Canada’s Transportation Safety Board receives Iran’s report on downing of Flight 752

Canada's Transportation Safety Board receives Iran's report on downing of Flight 752

The Transportation Safety Board says it has received the final report into events surrounding a passenger jet shot down by the Iranian military in January 2020.

The investigation by Iranian air safety officials examined what happened when Ukraine International Airlines Flight 752 crashed shortly after taking off from Tehran.

The crash killed all 176 people on board, including 55 Canadian citizens, 30 permanent residents and dozens of others bound for Canada.

Iran’s Revolutionary Guard shot down the Kyiv-bound Boeing 737-800 on Jan. 8 of last year, several days after then-U.S. President Donald Trump ordered a strike that killed a top Iranian general.

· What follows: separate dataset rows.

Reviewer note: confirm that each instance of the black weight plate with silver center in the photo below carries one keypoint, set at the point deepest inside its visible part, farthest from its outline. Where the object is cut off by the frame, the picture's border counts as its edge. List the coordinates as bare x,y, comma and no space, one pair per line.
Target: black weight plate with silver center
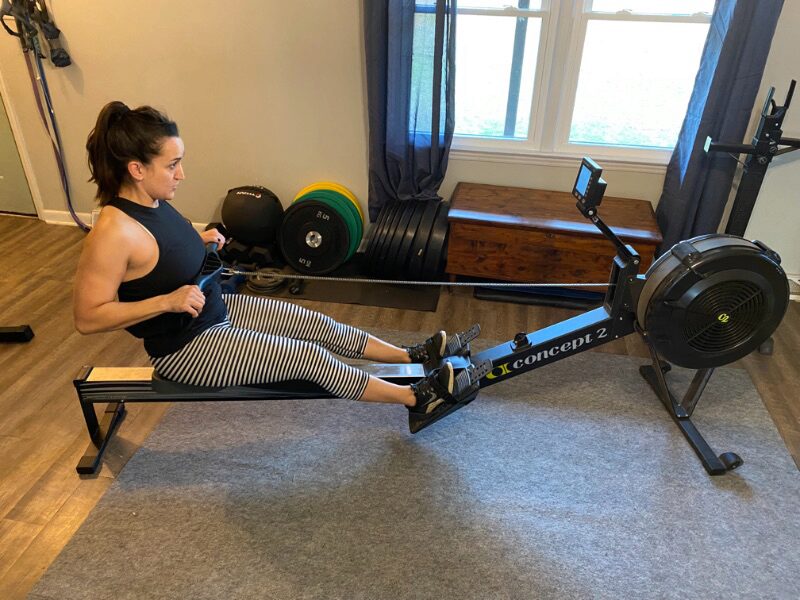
392,262
420,243
435,251
401,261
373,233
314,238
383,221
379,254
383,255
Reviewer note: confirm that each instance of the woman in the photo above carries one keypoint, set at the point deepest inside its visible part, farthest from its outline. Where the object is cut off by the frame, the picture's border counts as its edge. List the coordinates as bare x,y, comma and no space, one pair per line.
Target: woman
137,268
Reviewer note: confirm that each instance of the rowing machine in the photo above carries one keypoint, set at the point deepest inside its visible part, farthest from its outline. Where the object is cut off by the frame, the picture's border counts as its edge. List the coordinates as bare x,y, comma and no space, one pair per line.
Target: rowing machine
707,302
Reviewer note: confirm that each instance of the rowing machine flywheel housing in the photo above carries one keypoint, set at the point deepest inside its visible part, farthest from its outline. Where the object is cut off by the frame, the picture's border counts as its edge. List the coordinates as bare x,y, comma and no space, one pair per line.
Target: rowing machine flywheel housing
712,299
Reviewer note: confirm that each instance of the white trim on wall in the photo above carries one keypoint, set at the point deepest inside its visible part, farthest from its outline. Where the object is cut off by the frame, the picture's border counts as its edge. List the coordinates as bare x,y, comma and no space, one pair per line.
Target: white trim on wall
19,139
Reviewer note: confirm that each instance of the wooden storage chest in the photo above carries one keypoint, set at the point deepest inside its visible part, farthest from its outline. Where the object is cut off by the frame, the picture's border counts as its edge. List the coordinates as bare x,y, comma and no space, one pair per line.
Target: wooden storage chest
527,235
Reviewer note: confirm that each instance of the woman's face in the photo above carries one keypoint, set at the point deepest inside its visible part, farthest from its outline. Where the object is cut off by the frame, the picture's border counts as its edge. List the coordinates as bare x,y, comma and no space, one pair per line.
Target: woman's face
163,174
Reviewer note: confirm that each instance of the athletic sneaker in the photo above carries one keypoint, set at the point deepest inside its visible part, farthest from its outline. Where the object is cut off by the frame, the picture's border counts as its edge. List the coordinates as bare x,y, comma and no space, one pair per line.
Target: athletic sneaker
433,391
431,349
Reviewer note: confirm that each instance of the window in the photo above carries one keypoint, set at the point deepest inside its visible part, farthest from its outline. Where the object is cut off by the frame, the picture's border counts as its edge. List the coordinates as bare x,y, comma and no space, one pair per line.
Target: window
567,77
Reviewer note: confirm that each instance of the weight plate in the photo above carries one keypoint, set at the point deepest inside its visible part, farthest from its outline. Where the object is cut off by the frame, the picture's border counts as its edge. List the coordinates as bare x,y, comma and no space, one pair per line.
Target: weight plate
347,209
373,233
378,256
336,187
343,205
436,243
401,261
313,237
393,262
385,252
420,243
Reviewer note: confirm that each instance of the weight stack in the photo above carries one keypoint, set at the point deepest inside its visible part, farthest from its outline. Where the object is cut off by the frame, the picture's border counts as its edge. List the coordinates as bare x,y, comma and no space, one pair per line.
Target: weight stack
322,229
409,241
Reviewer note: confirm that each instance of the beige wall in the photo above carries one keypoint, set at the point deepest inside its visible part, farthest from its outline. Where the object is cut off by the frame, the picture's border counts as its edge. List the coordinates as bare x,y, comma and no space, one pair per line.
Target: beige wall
15,196
265,92
776,216
272,92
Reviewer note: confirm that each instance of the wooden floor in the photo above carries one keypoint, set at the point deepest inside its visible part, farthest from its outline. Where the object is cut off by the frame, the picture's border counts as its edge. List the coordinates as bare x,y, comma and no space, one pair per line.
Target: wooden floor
43,501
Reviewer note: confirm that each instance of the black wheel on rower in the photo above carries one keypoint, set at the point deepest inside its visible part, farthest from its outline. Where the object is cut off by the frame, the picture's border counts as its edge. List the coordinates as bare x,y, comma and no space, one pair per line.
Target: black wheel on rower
731,460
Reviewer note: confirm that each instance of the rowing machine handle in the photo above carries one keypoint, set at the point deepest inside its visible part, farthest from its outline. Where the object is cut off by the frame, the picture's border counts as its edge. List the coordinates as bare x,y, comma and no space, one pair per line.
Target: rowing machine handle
212,266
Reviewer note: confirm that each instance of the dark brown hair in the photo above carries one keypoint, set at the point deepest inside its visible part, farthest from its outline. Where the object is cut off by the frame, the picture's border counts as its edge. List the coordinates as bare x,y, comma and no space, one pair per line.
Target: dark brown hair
120,136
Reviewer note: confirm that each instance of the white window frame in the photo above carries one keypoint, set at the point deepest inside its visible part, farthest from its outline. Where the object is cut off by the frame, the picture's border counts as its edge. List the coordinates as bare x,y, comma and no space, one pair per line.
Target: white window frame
564,25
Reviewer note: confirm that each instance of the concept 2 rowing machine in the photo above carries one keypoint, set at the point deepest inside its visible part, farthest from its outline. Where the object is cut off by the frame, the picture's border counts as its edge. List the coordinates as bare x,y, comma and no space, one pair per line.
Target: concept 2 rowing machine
706,302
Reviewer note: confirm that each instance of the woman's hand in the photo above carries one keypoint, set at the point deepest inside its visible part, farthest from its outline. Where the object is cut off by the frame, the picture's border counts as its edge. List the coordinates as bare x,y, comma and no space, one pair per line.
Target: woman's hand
188,299
213,236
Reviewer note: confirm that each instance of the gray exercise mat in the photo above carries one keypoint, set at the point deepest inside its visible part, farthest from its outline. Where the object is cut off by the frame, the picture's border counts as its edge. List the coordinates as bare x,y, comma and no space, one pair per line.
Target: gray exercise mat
568,482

Iran initially denied downing the plane, then said it was shot down by accident after being mistaken for a missile.

READ MORE: 1 year later: Remembering the B.C. victims of Flight PS752

The safety board is slated to hold a news conference to comment on the report Thursday.

Prime Minister Justin Trudeau has urged Iran to provide justice and transparency to the victims and their families.

In December, Iran pledged to pay $150,000 to each family that lost someone on the plane, but the offer was rejected by Ralph Goodale, the former Liberal public safety minister who was named Canada’s special adviser on the response to the crash.

He said Iran doesn’t have the right to offer compensation to victims’ families unilaterally and that the final amount will be subject to negotiations between Iran and Canada and the four other countries whose citizens were killed on the plane.

Trudeau has promised Canada will offer a pathway to permanent residency for some family members, while those already here could apply to stay if needed. He also designated Jan. 8 as the National Day of Remembrance for Victims of Air Disasters.

The federal government also said scholarships would be set up in memory of the victims.